Horatio’s Garden at RHS Chelsea
A wheelchair accessible garden for spinal injuries will feature at the 2023 RHS Chelsea Flower Show for UK-based charity, Horatio’s Garden.
The show garden, designed by Charlotte Harris and Hugo Bugg of the Harris Bugg Studio, will embody the special qualities found in all Horatio’s Gardens while incorporating influences from the Sheffield region, connecting it to the garden’s future permanent home at the Princess Royal Spinal Injuries Centre in Sheffield.
The show garden, sponsored by Project Giving Back, will provide an immersive, restorative haven – the antithesis of a busy, clinical hospital environment. It is designed to give visitors to the show a sense of hope and transformative effect having access to a Horatio’s Garden can have when coming to terms with a devastating and traumatic spinal injury.
In approaching the design, Charlotte and Hugo have collaborated closely with the whole Horatio’s Garden community. They have met and listened to patients, their loved ones, NHS staff, head gardeners and volunteers to understand the needs and aspirations of everyone benefiting from time spent in a Horatio’s Garden. Understanding that patients are often in beds for many months and that most in-patients will be learning to use a wheelchair for the very first time, their garden puts people with mobility needs at the very centre of the design.
Important sensory features
The design uses colours, scent, natural sounds and tactile experiences – bringing important sensory features into the garden to enhance the emotional and spiritual wellbeing of patients. A water feature, which can be touched at wheelchair height, animates the garden and encourages wildlife – a fundamental part of the magic that patients comment on when using the Horatio’s Gardens.
An organic and discreet garden pod structure, designed in collaboration with the architect Andrew Mcmullan, provides a year-round cocooning place for physical and emotional shelter.
Charlotte Harris of Harris Bugg Studio points out that the mission of Horatio’s Garden really spoke out to them: “Gardens as restorative, life-changing havens being the core purpose of the charity’s work,” she said. “As designers, we believe everyone has the right to experience the benefits of nature and green space. Our design is about showing how meaningful, high-quality design can improve the lives of everyone in society and we want to show that functional and practical spaces do not need to compromise in terms of their beauty and aesthetics.”
Hugo comments: “Our driving force at Harris Bugg studio is connecting people with nature, and from the outset we felt strongly that we wanted this process of designing for Horatio’s Garden to be collaborative – our role was to listen to everyone in the Horatio’s Garden family. Those voices and needs are reflected in our Chelsea show garden and have helped us to create a place where people feel safe, nurtured and restored by all the benefits of being in nature.”
Founder and chair of trustees of Horatio’s Garden, Olivia Chapple said: “We are thrilled to be collaborating with Harris Bugg Studio to bring Horatio’s Garden to the world-renowned RHS Chelsea Flower Show 2023. We are so grateful to Project Giving Back for this special opportunity as a charity to create a Main Avenue Garden, where Charlotte and Hugo’s thoughtful design will enable to us to share the important message that great design benefits the lives of everyone. This garden will have such a valuable legacy in then forming the nucleus of our eighth Horatio’s Garden in Sheffield in 2024, where we know it will improve the lives of thousands of people.”
Landscape contractor for the show garden is Ryan Alexander Associates and plants will be supplied by Kelways, Deepdale and the Big Hedge Company. The water feature is being designed by Andrew Ewing and stone cairns by Noble Stonework. The garden pod fabricator is Weber Industries.

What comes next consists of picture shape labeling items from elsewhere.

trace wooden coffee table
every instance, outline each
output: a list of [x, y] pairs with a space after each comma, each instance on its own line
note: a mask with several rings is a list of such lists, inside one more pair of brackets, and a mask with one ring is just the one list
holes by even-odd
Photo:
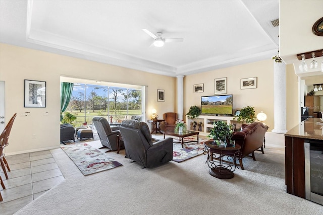
[[[237, 167], [236, 159], [241, 159], [241, 152], [240, 150], [241, 147], [238, 144], [230, 147], [220, 147], [216, 144], [213, 144], [213, 140], [206, 141], [204, 143], [204, 155], [207, 155], [206, 162], [210, 168], [208, 171], [209, 174], [216, 178], [222, 179], [233, 178], [233, 171]], [[220, 155], [219, 157], [217, 158], [215, 154]], [[224, 165], [223, 157], [226, 156], [233, 159], [232, 164], [229, 164], [227, 166]], [[220, 164], [216, 164], [214, 160], [218, 160]]]
[[[164, 133], [164, 138], [165, 138], [165, 134], [170, 135], [171, 136], [177, 136], [180, 137], [179, 141], [174, 141], [174, 142], [182, 142], [182, 148], [184, 148], [184, 144], [186, 142], [195, 142], [198, 143], [198, 132], [196, 131], [187, 131], [186, 132], [182, 132], [181, 133], [175, 131], [166, 131]], [[196, 141], [192, 140], [192, 141], [184, 141], [184, 137], [186, 137], [187, 136], [193, 136], [194, 135], [197, 135], [197, 140]]]

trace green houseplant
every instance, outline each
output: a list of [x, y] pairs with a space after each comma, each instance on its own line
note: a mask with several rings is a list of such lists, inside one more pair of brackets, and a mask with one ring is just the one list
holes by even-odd
[[213, 125], [207, 137], [213, 139], [218, 146], [224, 145], [226, 147], [228, 144], [231, 144], [233, 134], [232, 125], [223, 121], [213, 121]]
[[61, 121], [61, 122], [62, 123], [69, 123], [74, 126], [75, 126], [75, 125], [72, 122], [76, 119], [76, 116], [69, 113], [68, 112], [66, 112], [64, 116], [63, 117], [62, 121]]
[[185, 122], [183, 119], [178, 119], [176, 120], [176, 125], [174, 131], [176, 132], [182, 133], [185, 132], [187, 130]]
[[235, 116], [233, 120], [236, 119], [238, 122], [251, 123], [256, 120], [256, 112], [253, 107], [247, 106], [241, 109], [240, 114]]
[[201, 109], [196, 105], [191, 106], [188, 110], [188, 113], [186, 114], [187, 118], [189, 119], [197, 119], [200, 116]]

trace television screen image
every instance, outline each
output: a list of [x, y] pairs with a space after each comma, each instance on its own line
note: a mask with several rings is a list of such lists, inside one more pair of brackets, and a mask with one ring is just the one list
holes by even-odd
[[208, 114], [232, 115], [232, 95], [202, 96], [201, 113]]

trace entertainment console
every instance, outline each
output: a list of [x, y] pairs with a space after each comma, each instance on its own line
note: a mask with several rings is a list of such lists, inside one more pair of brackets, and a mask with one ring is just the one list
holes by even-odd
[[[186, 123], [187, 125], [187, 129], [190, 130], [193, 130], [193, 122], [195, 121], [197, 123], [196, 125], [196, 131], [198, 131], [198, 123], [202, 122], [202, 129], [201, 131], [200, 131], [200, 135], [203, 136], [206, 136], [210, 132], [210, 128], [213, 128], [213, 121], [226, 121], [227, 123], [231, 124], [232, 125], [238, 125], [238, 123], [236, 121], [234, 120], [234, 116], [210, 116], [206, 115], [201, 115], [197, 119], [189, 119], [186, 117]], [[241, 126], [241, 123], [240, 123]]]

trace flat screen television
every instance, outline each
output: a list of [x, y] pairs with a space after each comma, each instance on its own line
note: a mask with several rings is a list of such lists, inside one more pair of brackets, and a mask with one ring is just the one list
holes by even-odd
[[201, 96], [201, 113], [206, 115], [232, 115], [232, 95]]

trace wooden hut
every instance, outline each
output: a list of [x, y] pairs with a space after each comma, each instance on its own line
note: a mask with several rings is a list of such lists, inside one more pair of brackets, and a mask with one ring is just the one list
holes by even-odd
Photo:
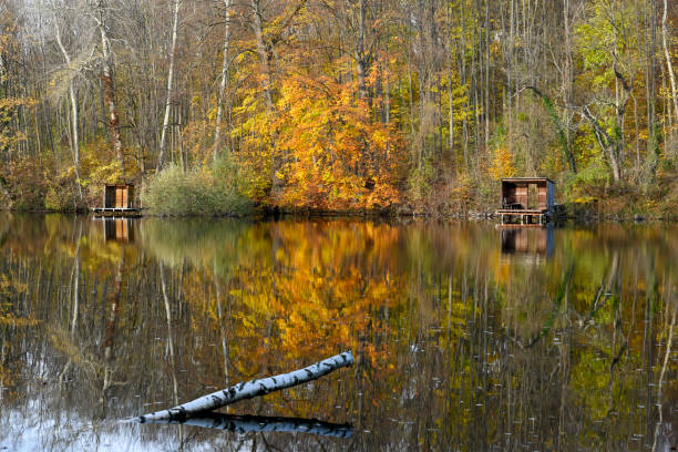
[[134, 185], [106, 185], [104, 187], [104, 208], [133, 208]]
[[134, 206], [134, 185], [117, 184], [104, 186], [103, 207], [93, 208], [101, 215], [134, 215], [138, 208]]
[[502, 178], [502, 224], [520, 218], [521, 224], [542, 223], [553, 215], [555, 184], [548, 177]]

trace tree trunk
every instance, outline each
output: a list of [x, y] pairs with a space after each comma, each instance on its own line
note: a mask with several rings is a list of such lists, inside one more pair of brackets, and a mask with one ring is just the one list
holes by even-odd
[[678, 94], [676, 94], [676, 75], [674, 73], [674, 64], [671, 64], [671, 54], [666, 42], [667, 40], [667, 28], [666, 28], [666, 14], [668, 10], [667, 0], [664, 0], [664, 14], [661, 16], [661, 43], [664, 47], [664, 56], [666, 58], [666, 66], [668, 69], [668, 79], [671, 84], [671, 100], [674, 101], [674, 114], [676, 115], [676, 123], [678, 123]]
[[273, 418], [266, 415], [236, 415], [225, 413], [201, 413], [184, 421], [162, 419], [148, 423], [181, 423], [204, 429], [228, 430], [236, 433], [250, 432], [287, 432], [312, 433], [320, 436], [351, 438], [353, 428], [350, 424], [336, 424], [315, 419]]
[[251, 0], [251, 13], [253, 13], [253, 31], [255, 33], [255, 40], [257, 44], [257, 54], [259, 55], [259, 65], [261, 68], [261, 74], [264, 80], [261, 88], [266, 95], [266, 109], [268, 113], [273, 112], [273, 94], [270, 92], [271, 84], [271, 72], [270, 64], [268, 61], [268, 51], [266, 42], [264, 41], [264, 25], [261, 21], [261, 10], [259, 8], [259, 0]]
[[96, 18], [96, 21], [99, 24], [99, 32], [101, 34], [101, 52], [103, 55], [103, 74], [101, 79], [104, 86], [104, 99], [109, 104], [107, 123], [109, 131], [111, 133], [111, 140], [113, 140], [113, 151], [115, 152], [115, 157], [120, 162], [124, 175], [125, 160], [122, 146], [122, 134], [120, 132], [117, 102], [115, 100], [115, 83], [113, 81], [113, 55], [111, 54], [111, 42], [109, 41], [103, 9], [103, 0], [99, 0], [99, 18]]
[[265, 396], [273, 391], [279, 391], [281, 389], [306, 383], [307, 381], [316, 380], [337, 369], [351, 366], [352, 363], [353, 355], [350, 351], [345, 351], [341, 355], [316, 362], [307, 368], [295, 370], [294, 372], [281, 373], [279, 376], [265, 378], [263, 380], [242, 382], [230, 388], [201, 397], [199, 399], [195, 399], [182, 405], [144, 414], [138, 418], [130, 419], [130, 421], [137, 421], [141, 423], [158, 420], [183, 421], [189, 414], [216, 410], [239, 400], [251, 399], [254, 397]]
[[170, 70], [167, 71], [167, 95], [165, 97], [165, 116], [163, 120], [163, 131], [161, 134], [161, 148], [157, 156], [156, 173], [163, 168], [165, 150], [167, 148], [167, 130], [170, 129], [170, 110], [172, 107], [173, 86], [174, 86], [174, 56], [176, 53], [176, 34], [178, 28], [178, 12], [182, 7], [181, 0], [174, 0], [174, 16], [172, 20], [172, 47], [170, 49]]
[[[54, 3], [52, 3], [52, 8], [55, 8]], [[74, 71], [75, 69], [71, 64], [71, 55], [65, 50], [63, 42], [61, 41], [61, 29], [59, 28], [59, 21], [54, 16], [54, 34], [56, 35], [56, 44], [63, 54], [63, 59], [65, 60], [66, 66], [69, 71]], [[71, 140], [71, 151], [73, 152], [73, 166], [75, 167], [75, 186], [78, 187], [78, 194], [80, 196], [80, 201], [82, 201], [82, 186], [80, 185], [80, 140], [78, 132], [78, 97], [75, 96], [75, 86], [73, 86], [73, 81], [69, 82], [69, 100], [71, 102], [71, 123], [72, 123], [72, 140]], [[40, 135], [40, 132], [37, 131], [37, 134]]]
[[228, 66], [230, 63], [228, 50], [230, 49], [230, 2], [224, 0], [226, 10], [226, 24], [224, 27], [224, 60], [222, 62], [222, 83], [219, 84], [219, 95], [217, 97], [217, 117], [214, 127], [214, 153], [213, 158], [216, 158], [219, 153], [222, 141], [222, 117], [224, 115], [224, 93], [226, 92], [226, 81], [228, 79]]

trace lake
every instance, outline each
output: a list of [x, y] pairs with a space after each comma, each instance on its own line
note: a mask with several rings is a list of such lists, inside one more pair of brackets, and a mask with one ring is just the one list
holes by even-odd
[[0, 449], [669, 451], [677, 276], [665, 224], [3, 214]]

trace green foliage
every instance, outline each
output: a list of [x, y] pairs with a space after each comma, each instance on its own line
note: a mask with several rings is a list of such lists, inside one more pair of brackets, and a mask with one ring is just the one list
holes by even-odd
[[588, 195], [592, 187], [609, 185], [610, 175], [607, 165], [602, 157], [594, 158], [587, 166], [577, 174], [565, 178], [565, 196], [573, 201]]
[[244, 215], [251, 208], [240, 193], [238, 172], [228, 160], [184, 172], [170, 165], [142, 189], [142, 204], [154, 215]]

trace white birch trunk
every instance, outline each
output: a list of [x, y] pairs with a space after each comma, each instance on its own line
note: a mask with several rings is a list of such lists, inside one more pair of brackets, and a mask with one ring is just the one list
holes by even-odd
[[[52, 2], [52, 8], [56, 10], [56, 6], [54, 4], [54, 2]], [[61, 29], [59, 28], [59, 20], [56, 19], [55, 14], [53, 19], [54, 19], [54, 34], [56, 34], [56, 44], [59, 45], [59, 50], [61, 50], [61, 53], [63, 54], [63, 59], [66, 63], [66, 66], [69, 68], [69, 71], [74, 71], [75, 68], [73, 68], [71, 63], [71, 55], [65, 50], [65, 47], [63, 45], [63, 42], [61, 41]], [[82, 201], [82, 186], [80, 185], [80, 140], [78, 138], [79, 136], [78, 97], [75, 96], [75, 86], [73, 86], [73, 83], [74, 83], [73, 80], [69, 82], [69, 99], [71, 101], [71, 120], [72, 120], [71, 127], [73, 131], [73, 140], [71, 142], [71, 146], [73, 151], [73, 166], [75, 166], [75, 177], [78, 178], [76, 181], [78, 194], [80, 195], [80, 199]]]
[[230, 2], [232, 0], [224, 0], [224, 8], [226, 8], [226, 25], [224, 29], [224, 61], [222, 63], [222, 83], [219, 84], [219, 96], [217, 99], [217, 119], [214, 127], [214, 155], [216, 158], [219, 153], [220, 141], [222, 141], [222, 117], [224, 116], [224, 93], [226, 92], [226, 80], [228, 79], [228, 65], [230, 59], [228, 50], [230, 49]]
[[236, 415], [224, 413], [202, 413], [185, 421], [171, 421], [162, 419], [147, 421], [148, 423], [178, 423], [202, 427], [204, 429], [228, 430], [236, 433], [258, 432], [287, 432], [312, 433], [320, 436], [351, 438], [353, 428], [346, 424], [336, 424], [318, 421], [316, 419], [271, 418], [264, 415]]
[[273, 391], [279, 391], [281, 389], [306, 383], [342, 367], [351, 366], [352, 363], [353, 355], [350, 351], [345, 351], [343, 353], [316, 362], [304, 369], [295, 370], [289, 373], [280, 373], [279, 376], [268, 377], [261, 380], [240, 382], [230, 388], [203, 396], [199, 399], [195, 399], [178, 407], [144, 414], [138, 418], [132, 418], [130, 421], [137, 421], [141, 423], [161, 420], [184, 421], [191, 414], [216, 410], [240, 400], [265, 396]]
[[668, 9], [667, 0], [664, 0], [664, 14], [661, 16], [661, 42], [664, 43], [664, 56], [666, 58], [666, 65], [669, 73], [669, 81], [671, 83], [671, 99], [674, 101], [674, 111], [676, 114], [676, 122], [678, 122], [678, 94], [676, 94], [676, 74], [674, 73], [674, 65], [671, 64], [671, 54], [666, 42], [666, 35], [668, 34], [666, 28], [666, 12]]
[[181, 0], [174, 0], [174, 18], [172, 21], [172, 48], [170, 49], [170, 70], [167, 72], [167, 96], [165, 100], [165, 117], [163, 119], [163, 132], [161, 134], [161, 148], [157, 156], [157, 168], [163, 168], [163, 161], [165, 158], [165, 150], [167, 147], [167, 130], [170, 129], [170, 110], [172, 107], [172, 94], [174, 84], [174, 54], [176, 52], [176, 34], [178, 28], [178, 12], [182, 8]]
[[111, 140], [113, 141], [115, 156], [117, 157], [124, 174], [125, 160], [122, 146], [122, 133], [120, 132], [117, 101], [115, 100], [115, 82], [113, 81], [113, 55], [111, 54], [111, 41], [109, 40], [109, 32], [106, 30], [104, 20], [103, 0], [99, 0], [96, 4], [96, 14], [94, 14], [94, 20], [96, 21], [99, 32], [101, 34], [101, 53], [103, 56], [103, 74], [101, 79], [104, 89], [104, 97], [109, 106], [107, 126], [111, 132]]

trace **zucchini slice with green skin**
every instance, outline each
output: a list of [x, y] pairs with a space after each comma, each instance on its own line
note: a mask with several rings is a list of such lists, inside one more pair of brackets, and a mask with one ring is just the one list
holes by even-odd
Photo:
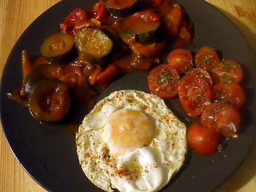
[[152, 10], [137, 12], [126, 18], [124, 29], [135, 34], [135, 40], [143, 44], [152, 44], [163, 39], [161, 35], [160, 16]]
[[45, 64], [33, 68], [23, 78], [20, 95], [24, 97], [27, 97], [33, 86], [38, 81], [46, 78], [57, 77], [56, 75], [59, 74], [61, 66], [57, 64]]
[[51, 62], [67, 63], [77, 56], [74, 37], [67, 33], [55, 33], [47, 37], [40, 52]]
[[79, 51], [97, 58], [107, 55], [112, 50], [113, 42], [99, 29], [83, 29], [74, 36]]
[[135, 12], [139, 4], [138, 0], [107, 0], [105, 4], [109, 13], [117, 17]]

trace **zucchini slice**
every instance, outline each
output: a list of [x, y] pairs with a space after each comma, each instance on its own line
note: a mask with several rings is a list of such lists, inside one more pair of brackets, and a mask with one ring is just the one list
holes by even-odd
[[123, 17], [136, 11], [138, 0], [107, 0], [108, 12], [114, 17]]
[[123, 26], [126, 31], [135, 34], [135, 40], [139, 43], [152, 44], [163, 39], [160, 17], [152, 10], [135, 13], [124, 20]]
[[107, 55], [113, 46], [111, 39], [99, 29], [83, 29], [74, 39], [79, 51], [97, 58]]
[[77, 56], [74, 37], [67, 33], [55, 33], [47, 37], [40, 52], [52, 62], [68, 62]]

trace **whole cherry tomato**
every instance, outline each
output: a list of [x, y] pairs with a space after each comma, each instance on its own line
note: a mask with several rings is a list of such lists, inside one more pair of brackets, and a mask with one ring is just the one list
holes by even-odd
[[188, 128], [187, 139], [189, 146], [200, 155], [213, 155], [218, 149], [221, 136], [214, 129], [203, 127], [193, 123]]

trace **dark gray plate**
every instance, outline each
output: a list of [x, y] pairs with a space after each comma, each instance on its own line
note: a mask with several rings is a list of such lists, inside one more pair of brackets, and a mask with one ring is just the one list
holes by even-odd
[[[246, 103], [242, 111], [242, 131], [228, 147], [214, 156], [188, 153], [185, 165], [163, 191], [211, 191], [226, 180], [242, 163], [256, 135], [255, 90], [256, 58], [239, 30], [218, 10], [202, 1], [178, 1], [186, 9], [195, 26], [196, 48], [209, 45], [221, 51], [225, 58], [242, 64]], [[1, 115], [9, 144], [23, 167], [46, 189], [54, 191], [100, 191], [89, 181], [78, 162], [73, 134], [64, 134], [60, 125], [50, 126], [35, 121], [28, 110], [8, 100], [6, 93], [21, 83], [20, 53], [27, 49], [38, 55], [42, 40], [59, 32], [58, 24], [76, 7], [91, 6], [95, 1], [63, 1], [37, 18], [21, 35], [7, 62], [1, 81]], [[195, 50], [192, 50], [195, 51]], [[114, 90], [133, 89], [148, 92], [146, 74], [125, 76], [113, 83], [99, 98]], [[185, 117], [176, 100], [166, 101], [182, 120]], [[84, 111], [79, 111], [80, 119]], [[63, 128], [65, 129], [65, 128]]]

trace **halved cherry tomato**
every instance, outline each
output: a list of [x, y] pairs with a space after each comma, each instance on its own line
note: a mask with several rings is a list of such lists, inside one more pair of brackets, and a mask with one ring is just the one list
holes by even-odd
[[245, 102], [245, 93], [242, 87], [236, 83], [220, 82], [211, 89], [213, 100], [227, 102], [238, 109]]
[[207, 83], [196, 74], [185, 75], [178, 86], [179, 98], [186, 112], [191, 117], [200, 115], [211, 99]]
[[104, 71], [96, 75], [96, 83], [100, 85], [102, 88], [105, 88], [118, 73], [117, 67], [114, 65], [110, 64]]
[[189, 74], [195, 74], [196, 75], [202, 78], [210, 87], [213, 86], [213, 80], [211, 80], [211, 75], [205, 70], [201, 68], [194, 68], [189, 71], [187, 73]]
[[196, 67], [204, 68], [208, 72], [211, 71], [213, 64], [219, 60], [217, 52], [207, 46], [200, 48], [195, 56], [195, 64]]
[[60, 24], [61, 33], [73, 34], [73, 30], [76, 24], [85, 21], [90, 17], [88, 11], [77, 8], [71, 12]]
[[219, 81], [239, 83], [243, 77], [243, 71], [236, 61], [225, 59], [214, 63], [211, 75], [215, 84]]
[[173, 50], [167, 56], [167, 62], [176, 68], [179, 74], [193, 67], [193, 58], [189, 51], [182, 49]]
[[102, 22], [105, 21], [109, 16], [107, 6], [102, 1], [100, 1], [95, 4], [91, 11], [93, 15], [93, 17]]
[[232, 105], [217, 102], [209, 105], [202, 112], [202, 126], [215, 129], [227, 138], [235, 136], [239, 131], [241, 116]]
[[177, 95], [178, 81], [176, 70], [167, 64], [154, 68], [148, 78], [149, 90], [162, 99], [171, 99]]
[[204, 128], [197, 123], [192, 124], [188, 130], [189, 146], [200, 155], [213, 155], [218, 149], [221, 139], [219, 133], [213, 128]]

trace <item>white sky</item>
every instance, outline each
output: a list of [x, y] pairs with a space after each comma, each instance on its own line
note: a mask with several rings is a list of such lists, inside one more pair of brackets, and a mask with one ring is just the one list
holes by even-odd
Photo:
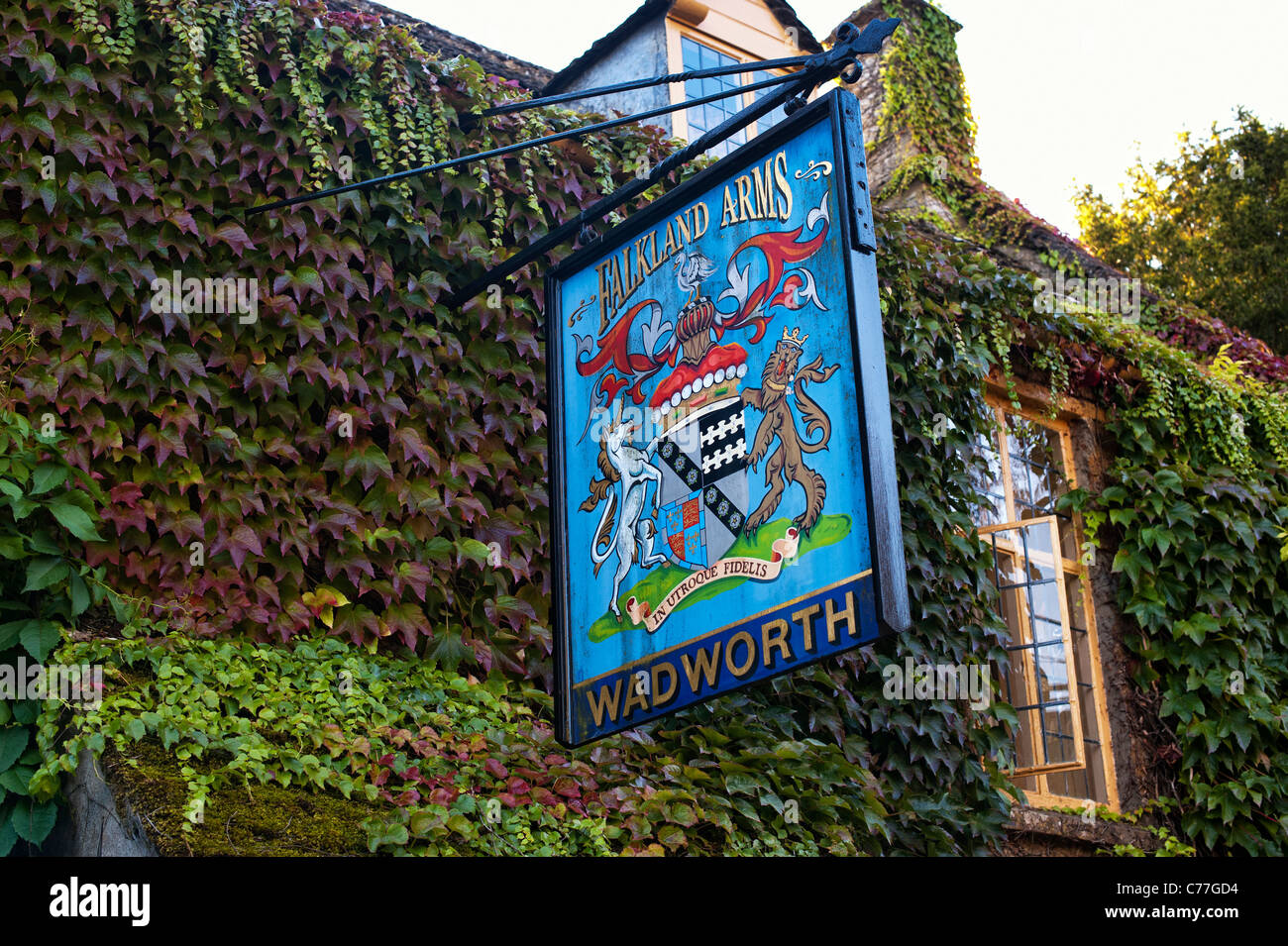
[[[380, 0], [551, 70], [640, 0]], [[791, 0], [823, 39], [862, 0]], [[1077, 236], [1070, 194], [1110, 199], [1137, 147], [1176, 152], [1244, 106], [1288, 124], [1288, 0], [940, 0], [962, 24], [958, 55], [985, 180]], [[632, 79], [634, 76], [622, 76]]]

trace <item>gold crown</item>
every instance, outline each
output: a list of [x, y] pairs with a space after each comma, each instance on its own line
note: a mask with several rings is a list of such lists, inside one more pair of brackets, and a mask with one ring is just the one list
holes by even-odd
[[793, 328], [792, 333], [787, 335], [787, 326], [783, 326], [783, 337], [782, 337], [781, 341], [790, 341], [796, 348], [804, 349], [805, 348], [805, 342], [809, 341], [809, 336], [808, 335], [801, 335], [801, 329], [800, 328]]

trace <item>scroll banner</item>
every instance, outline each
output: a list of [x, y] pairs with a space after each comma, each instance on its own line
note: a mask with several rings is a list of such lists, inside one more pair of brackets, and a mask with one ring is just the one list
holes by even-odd
[[778, 573], [783, 570], [783, 565], [796, 556], [796, 548], [800, 544], [799, 535], [800, 530], [791, 526], [783, 538], [774, 539], [768, 561], [765, 559], [734, 556], [721, 559], [711, 568], [694, 571], [658, 602], [657, 610], [653, 610], [653, 606], [648, 601], [636, 601], [632, 595], [626, 601], [626, 613], [631, 615], [634, 623], [643, 624], [649, 633], [653, 633], [662, 627], [662, 622], [675, 613], [684, 602], [684, 598], [698, 588], [706, 587], [710, 582], [719, 582], [721, 578], [750, 578], [753, 582], [772, 582], [778, 578]]

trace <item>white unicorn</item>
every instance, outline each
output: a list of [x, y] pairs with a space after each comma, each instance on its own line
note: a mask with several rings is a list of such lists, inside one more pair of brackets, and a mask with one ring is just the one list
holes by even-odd
[[[614, 413], [617, 418], [604, 432], [599, 449], [599, 471], [603, 478], [591, 479], [590, 496], [582, 502], [581, 508], [585, 512], [594, 512], [600, 503], [608, 501], [591, 542], [590, 557], [595, 562], [595, 574], [598, 575], [600, 566], [617, 555], [613, 596], [609, 598], [608, 606], [621, 623], [622, 611], [617, 605], [617, 596], [621, 593], [622, 580], [630, 573], [631, 565], [639, 561], [643, 568], [653, 568], [665, 564], [666, 556], [653, 551], [653, 537], [657, 534], [657, 526], [653, 524], [652, 516], [643, 517], [650, 480], [653, 481], [652, 515], [657, 515], [662, 471], [648, 462], [648, 454], [644, 450], [630, 443], [631, 434], [638, 430], [635, 422], [622, 423], [620, 407]], [[621, 489], [613, 489], [614, 485], [620, 485]], [[617, 521], [618, 507], [621, 507], [621, 521]]]

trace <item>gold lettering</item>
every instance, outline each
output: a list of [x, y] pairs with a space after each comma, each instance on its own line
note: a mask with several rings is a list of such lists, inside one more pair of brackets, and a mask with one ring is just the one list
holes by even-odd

For more information on the show garden please visit: https://www.harrisbugg.com/rhs-chelsea-2023/
The studio has won five RHS Gold medals, including most recently at RHS Chelsea Flower Show 2021 for its pocket park garden. Charlotte and Hugo formed the Harris Bugg Studio in 2017 when they merged their separate practices. They have created gardens from Skye to Cornwall and across Europe and the historic walled kitchen garden at RHS Bridgewater as well as the design for the glasshouse complex at the Gothenburg Botanic Gardens.
We wish the team every success in their planning and run-up to the show.